Virginia is not my least favorite state. It doesn’t even make the top five. Imagine that, home of Liberty University, Jerry Falwell, and Regent University and it… hmmm, okay, it makes the top five – especially after last week’s Abercrombie flap.
Before we get into talking about that, lets take a look at the Virginia state flag:
See that? That isn’t side-boob, that’s full on wardrobe malfunction nipple. Underneath in latin, “Thus always to Tyrants.” This is what Brutus said when he killed Caesar and what John Wilkes Booth said after he killed President Lincoln.
I just want to make sure I’m right here… everyone check with me. Is this really boobie?
Awright, got your irony gun set to “kill?” Good, come with me to Virginia Beach…
Let’s get one thing straight, I despise Abercrombie & Fitch almost as much as I despise Kansas. If hitler were alive today, I believe that the SS would be swathed in Abercrombie from head to toe. It is “Gap for the Master Race.” See here and here.
As far as their scantily clad ad campaigns? Just stupid. I’m not offended by them, but if I want porn, I can find it. Shock advertising is just silly. Nevertheless, we live in a free country. I exercise my right to refuse to shop at Abercrombie every day. Obviously, I am in the minority and my point of view is losing in the marketplace of ideas.
We live in a free country. That is the price I pay.
The Virginia Beach police didn’t get that “free country memo.”

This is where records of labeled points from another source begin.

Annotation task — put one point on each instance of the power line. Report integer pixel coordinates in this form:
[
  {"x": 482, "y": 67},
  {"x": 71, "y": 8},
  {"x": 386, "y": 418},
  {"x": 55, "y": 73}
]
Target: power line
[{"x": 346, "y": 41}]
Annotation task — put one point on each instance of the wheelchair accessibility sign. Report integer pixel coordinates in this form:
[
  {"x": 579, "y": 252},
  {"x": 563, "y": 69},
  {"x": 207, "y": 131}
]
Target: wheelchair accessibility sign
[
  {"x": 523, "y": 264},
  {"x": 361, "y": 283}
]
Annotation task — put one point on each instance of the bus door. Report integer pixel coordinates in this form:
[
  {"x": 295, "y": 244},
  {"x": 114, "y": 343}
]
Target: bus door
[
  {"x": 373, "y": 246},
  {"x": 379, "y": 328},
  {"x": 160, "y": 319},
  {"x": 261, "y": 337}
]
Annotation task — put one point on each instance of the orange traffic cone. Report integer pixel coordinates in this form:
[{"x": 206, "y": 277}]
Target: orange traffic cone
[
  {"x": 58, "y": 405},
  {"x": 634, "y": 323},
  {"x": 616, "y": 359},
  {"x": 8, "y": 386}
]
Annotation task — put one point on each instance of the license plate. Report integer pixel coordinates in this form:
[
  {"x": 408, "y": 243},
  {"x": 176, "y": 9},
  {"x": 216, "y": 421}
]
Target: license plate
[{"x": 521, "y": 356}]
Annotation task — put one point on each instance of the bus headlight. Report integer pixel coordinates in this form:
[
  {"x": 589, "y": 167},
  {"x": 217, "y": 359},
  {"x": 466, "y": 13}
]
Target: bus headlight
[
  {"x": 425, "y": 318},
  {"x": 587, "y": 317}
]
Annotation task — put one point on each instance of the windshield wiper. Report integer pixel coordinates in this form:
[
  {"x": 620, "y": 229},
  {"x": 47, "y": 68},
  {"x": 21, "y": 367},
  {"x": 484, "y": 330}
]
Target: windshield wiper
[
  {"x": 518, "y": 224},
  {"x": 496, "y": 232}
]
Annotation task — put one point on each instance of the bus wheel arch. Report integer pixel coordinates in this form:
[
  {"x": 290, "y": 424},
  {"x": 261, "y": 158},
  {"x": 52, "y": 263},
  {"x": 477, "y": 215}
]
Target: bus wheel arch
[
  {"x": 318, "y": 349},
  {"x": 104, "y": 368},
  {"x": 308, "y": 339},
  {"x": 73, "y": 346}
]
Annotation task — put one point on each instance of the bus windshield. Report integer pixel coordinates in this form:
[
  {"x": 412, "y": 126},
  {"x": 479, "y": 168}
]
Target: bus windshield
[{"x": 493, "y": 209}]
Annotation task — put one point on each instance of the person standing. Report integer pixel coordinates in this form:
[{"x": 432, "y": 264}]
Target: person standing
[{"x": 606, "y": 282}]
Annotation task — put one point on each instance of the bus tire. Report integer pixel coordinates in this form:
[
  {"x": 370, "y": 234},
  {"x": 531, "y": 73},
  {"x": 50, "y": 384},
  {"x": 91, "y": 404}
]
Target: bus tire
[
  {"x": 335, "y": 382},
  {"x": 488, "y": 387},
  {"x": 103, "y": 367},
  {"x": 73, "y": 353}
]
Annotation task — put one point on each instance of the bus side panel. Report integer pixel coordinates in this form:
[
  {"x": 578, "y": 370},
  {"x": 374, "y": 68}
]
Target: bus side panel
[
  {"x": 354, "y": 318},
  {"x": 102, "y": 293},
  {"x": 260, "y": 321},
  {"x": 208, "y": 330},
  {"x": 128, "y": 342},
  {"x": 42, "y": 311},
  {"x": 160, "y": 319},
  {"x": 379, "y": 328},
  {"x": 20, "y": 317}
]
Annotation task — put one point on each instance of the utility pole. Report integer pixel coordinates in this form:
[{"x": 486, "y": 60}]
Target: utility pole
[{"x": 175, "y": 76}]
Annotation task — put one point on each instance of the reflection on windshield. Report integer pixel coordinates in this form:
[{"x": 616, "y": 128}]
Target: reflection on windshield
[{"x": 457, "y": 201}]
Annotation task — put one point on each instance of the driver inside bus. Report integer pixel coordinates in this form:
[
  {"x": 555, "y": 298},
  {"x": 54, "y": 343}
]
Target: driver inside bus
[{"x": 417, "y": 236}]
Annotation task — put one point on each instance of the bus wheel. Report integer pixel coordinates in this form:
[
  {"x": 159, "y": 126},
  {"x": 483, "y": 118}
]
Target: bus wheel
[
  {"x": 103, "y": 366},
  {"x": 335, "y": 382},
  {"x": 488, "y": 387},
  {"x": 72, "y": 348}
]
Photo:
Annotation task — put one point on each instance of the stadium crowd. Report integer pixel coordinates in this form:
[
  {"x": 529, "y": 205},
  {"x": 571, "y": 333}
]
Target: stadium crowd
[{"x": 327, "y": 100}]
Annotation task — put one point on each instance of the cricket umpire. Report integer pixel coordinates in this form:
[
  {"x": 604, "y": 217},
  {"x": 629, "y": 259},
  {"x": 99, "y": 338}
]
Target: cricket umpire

Some parents in Virginia Beach shrieked “what about the children?” when Abercrombie revealed its latest ad campaign – more of the same faux-sepia semi-nude Caucasians.
One of the posters showed three shirtless young men, one with his upper buttocks revealed. The second one revealed a woman’s breast — with all but the nipples. (source)
The police showed up at the store, issued a warning, and when the warning was not heeded, they handed the manager a citation and confiscated the posters as “obscene material.”
One problem, even if they were legally obscene, police officers don’t get to make that decision.
According to Miller v. California, in order for material to be deemed legally obscene, a court must determine the following:
- Whether the average person, applying contemporary community standards, would find that the work, taken as a whole, appeals to the prurient interest,
- Whether the work depicts/describes, in a patently offensive way, sexual conduct or excretory functions specifically defined by applicable state law,
- Whether the work, taken as a whole, lacks serious literary and/or artistic, political, or scientific value.
Was the police response to the store an overreaction? Yes, according to legal experts. Though local laws can vary, courts require that the image show sexual activity or a “lewd display” of genitals, says Lawrence Walters, an Orlando, Fla., lawyer and First Amendment specialist.
“There is not a chance any jury in America would find the photo obscene under these standards,” he said. (source)
My axe to grind du jour is the fact that the officers on duty decided that it was their prerogative to apply the Miller test, circumvent the courts, and engage in unlawful prior restraint. Issuing the citation was foolish. However, it was at least proper procedure. Seizing First Amendment protected materials? That was not just foolish, but down right scary.
Fortunately, the amount of ridicule heaped upon Virginia Beach for this foolishness resulted in an immediate reversal of their position. The charges have been dropped.
Okay, Virginia is no longer in the top five.